There are so many awesome things happening lately!

I am SO excited about this!!  Meghan was signed up with a group called I Run for Michael.  This group matches runners with special needs children or adults.  Each special needs child or adult is matched with a runner and they both keep up to date with each other on what is going on and often times, the runner dedicates their races, workouts etc. to the child/adult they are matched with.  Meghan was recently matched and we are so excited to get to know Meghan's match and cheer her on and shower her with our support!  Her name is Jennifer and she is absolutely amazing!  She did her first run for Meghan already!  I highly recommend any runners to join this group - or - any families with a special needs child or  adult.  This is the most inspirational group I have ever been involved with and we are so honored to have Jennifer be a part of our life!!  Here is a picture from Jennifer after her first run for Meghan :)  Jennifer is the BEST!

Another exciting thing is that both Meghan and Lucas have pen pals.  You know, the old fashioned pen pal system where people send and receive letters via the postal service :)  Luke especially looks forward to checking the mail box for letters and he loves writing to his pen pal!

Meghans PT/OT therapists have been working her hard!  Our next therapy goal that Meghan is working on is taking steps downstairs on her own.  Meghan has been working very hard at this for a while.  She still needs someone to hold on to her hand while she takes steps down stairs, but she is getting stronger and stronger each time she goes down the steps.  Going down the stairs is much easier on her than going up.  Going up will take time to master.  Meghan has decided that since her running buddy is running for her that she wants to dedicate her next goal (stairs) to Jennifer!  This goal is all for you Jenn :)  Speech is going well, too!  She was given about 20 more signs to learn...whew!  She picks up on new signs very quickly but we will introduce a new sign every few days or so.  Within the last week, she's learned apple and sticker.  Her therapist had to search in high places for the sign for sticker.  Meghan is a HUGE sticker lover!  We are working with her on putting together 2-3 signs at a time.

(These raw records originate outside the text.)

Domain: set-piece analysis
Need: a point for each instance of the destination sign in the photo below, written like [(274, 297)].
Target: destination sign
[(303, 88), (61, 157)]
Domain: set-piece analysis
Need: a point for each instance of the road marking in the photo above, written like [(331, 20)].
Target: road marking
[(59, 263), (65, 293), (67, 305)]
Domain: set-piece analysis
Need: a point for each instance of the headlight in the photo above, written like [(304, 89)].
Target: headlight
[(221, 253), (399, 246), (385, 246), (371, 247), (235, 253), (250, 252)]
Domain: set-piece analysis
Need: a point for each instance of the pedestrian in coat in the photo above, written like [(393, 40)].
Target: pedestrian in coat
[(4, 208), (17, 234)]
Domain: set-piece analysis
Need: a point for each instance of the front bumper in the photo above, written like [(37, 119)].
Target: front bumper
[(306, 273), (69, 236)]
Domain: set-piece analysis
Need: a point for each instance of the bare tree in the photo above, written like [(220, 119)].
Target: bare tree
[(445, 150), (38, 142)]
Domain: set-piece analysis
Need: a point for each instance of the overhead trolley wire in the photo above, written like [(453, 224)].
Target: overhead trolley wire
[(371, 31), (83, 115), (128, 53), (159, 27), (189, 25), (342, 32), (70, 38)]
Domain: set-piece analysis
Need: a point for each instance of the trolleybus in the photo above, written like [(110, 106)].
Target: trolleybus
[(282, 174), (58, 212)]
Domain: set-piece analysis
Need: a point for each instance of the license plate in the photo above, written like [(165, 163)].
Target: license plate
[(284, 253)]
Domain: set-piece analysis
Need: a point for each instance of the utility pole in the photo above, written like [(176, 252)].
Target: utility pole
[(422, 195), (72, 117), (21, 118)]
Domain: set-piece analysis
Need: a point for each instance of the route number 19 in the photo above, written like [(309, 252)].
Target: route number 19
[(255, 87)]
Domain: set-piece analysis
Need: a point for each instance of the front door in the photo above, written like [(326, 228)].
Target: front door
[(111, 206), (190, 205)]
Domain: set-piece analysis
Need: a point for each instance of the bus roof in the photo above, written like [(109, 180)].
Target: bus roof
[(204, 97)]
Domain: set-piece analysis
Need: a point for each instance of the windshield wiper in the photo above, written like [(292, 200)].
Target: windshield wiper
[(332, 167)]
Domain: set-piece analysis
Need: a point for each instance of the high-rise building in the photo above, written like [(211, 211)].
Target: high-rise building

Meghan had her 6 month orthopedic check-up bright and early this morning.  We left the house when it was still dark out...ish!  That is way too early for this momma!  Meg had x-rays of her lower extremeties.  For the x-ray, she stood on a 1 cm lift with her left foot (shorter leg).  The ortho said she has excellent hip alignment while standing on the lift so it's definitely a good thing she wears a lift in her shoe as it will benefit her hip and spine (to prevent scoliosis).  We compared today's x-ray to the x-ray she had 6 months ago without the lift and you could clearly see her hip was uneven without her standing on the lift.  We looked at her bones on her right foot - which is the foot where her 2nd and 3rd toes are fused together.  She does have bones in all 5 toes, so if she would ever chose to have her toes separated (which I hope she chooses not to) it could be done since all bones are present, but it would require skin grafting.  We are just so in love with her little fused toes.  We have decided we will leave the decision to Meghan on whether to leave her toes fused or to release the toes (when she is old enough to make that big of a decision) but I have a feeling she will love her toes just the way they are, too!  We no longer need to see the ortho every 6 months and we have graduated to yearly visits.  The ortho said that at our next appointment, we will meet with an Orthopedic surgeon.  Not to discuss surgery at this point, but to just talk to us about the procedure if needed down the road.  This would be to stop her longer leg from growing so her shorter leg can catch up.  This surgery is not done until the leg length difference is atleast 2cm...right now Meghan is between 1/2 and 1 cm difference.  She also pointed out to us while looking at the x-ray that Meghan's shunt tubing in her stomach was on the left side of her stomach last time and today it is on the right side.  This is absolutely no big deal, but was just kind of neat to see how the tubing floats around.  Unfortunately, Meghan did lose a little weight and is at 20.4 pounds :(  Yes, I will count every little ounce because she needs every little ounce she has - especially with the harsh winter months quickly approaching.  We're just hoping for an easier winter for her this year!